Well, yes you are, if you drive faster than the speed limit.
Self-described prominent road safety campaigner Clive Matthew-Wilson, of the Dog and Lemon Guide, says the campaign did nothing for the high-risk extreme drivers, who were basically immune to road safety messages.
That is a depressing thought, and has some truth. Our paper has often reported on recidivist drivers who keep causing problems, although they tend to be drink drivers, not speeding drivers.
Thankfully, the New Zealand police is not an advertising or promotional agency that has to answer to customers if a campaign doesn't appear to hit its mark. Driving over the speed limit is a crime, and preventing it from happening falls squarely into the police's hands.
They are entitled to enforce the law to the limits of the law, and make no apologies for it.

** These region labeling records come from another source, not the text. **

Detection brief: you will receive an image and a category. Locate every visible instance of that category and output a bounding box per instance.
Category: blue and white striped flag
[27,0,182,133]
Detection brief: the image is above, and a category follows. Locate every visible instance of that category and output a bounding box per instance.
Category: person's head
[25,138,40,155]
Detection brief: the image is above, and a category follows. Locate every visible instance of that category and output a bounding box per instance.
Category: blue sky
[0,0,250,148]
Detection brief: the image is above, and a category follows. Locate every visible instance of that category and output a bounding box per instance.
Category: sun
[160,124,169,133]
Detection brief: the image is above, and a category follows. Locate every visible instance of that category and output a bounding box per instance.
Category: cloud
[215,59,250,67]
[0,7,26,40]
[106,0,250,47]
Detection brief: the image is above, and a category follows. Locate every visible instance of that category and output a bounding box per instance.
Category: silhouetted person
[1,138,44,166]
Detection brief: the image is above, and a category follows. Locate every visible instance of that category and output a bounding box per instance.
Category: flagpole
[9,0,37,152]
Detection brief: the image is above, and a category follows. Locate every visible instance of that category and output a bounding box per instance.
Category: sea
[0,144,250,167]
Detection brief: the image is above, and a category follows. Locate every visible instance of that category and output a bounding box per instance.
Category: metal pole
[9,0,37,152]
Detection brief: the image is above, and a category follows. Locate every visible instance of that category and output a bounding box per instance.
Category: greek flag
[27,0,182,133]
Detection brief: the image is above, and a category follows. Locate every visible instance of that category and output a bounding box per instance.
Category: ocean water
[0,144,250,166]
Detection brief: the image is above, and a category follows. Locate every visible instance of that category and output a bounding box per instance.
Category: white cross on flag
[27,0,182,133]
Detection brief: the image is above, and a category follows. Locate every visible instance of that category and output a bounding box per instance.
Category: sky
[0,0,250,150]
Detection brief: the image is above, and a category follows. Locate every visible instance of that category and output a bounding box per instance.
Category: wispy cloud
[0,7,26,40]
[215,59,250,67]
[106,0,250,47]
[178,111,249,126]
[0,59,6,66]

They are not transforming us from relaxed drivers to anxious drivers, constantly checking the speedo. The zero-tolerance campaign made us a lot more careful about our speed, and that's a good thing. Perhaps we jumped a little whenever we saw a cop car, but people have been instinctively touching the brake for decades at the sight of the cops. That's the speed limit. That's the law. A lot of people died these holidays. But that's only a tiny fraction of the estimated 3 million on the road per day, who got home safe. Who is to say the campaign didn't help them?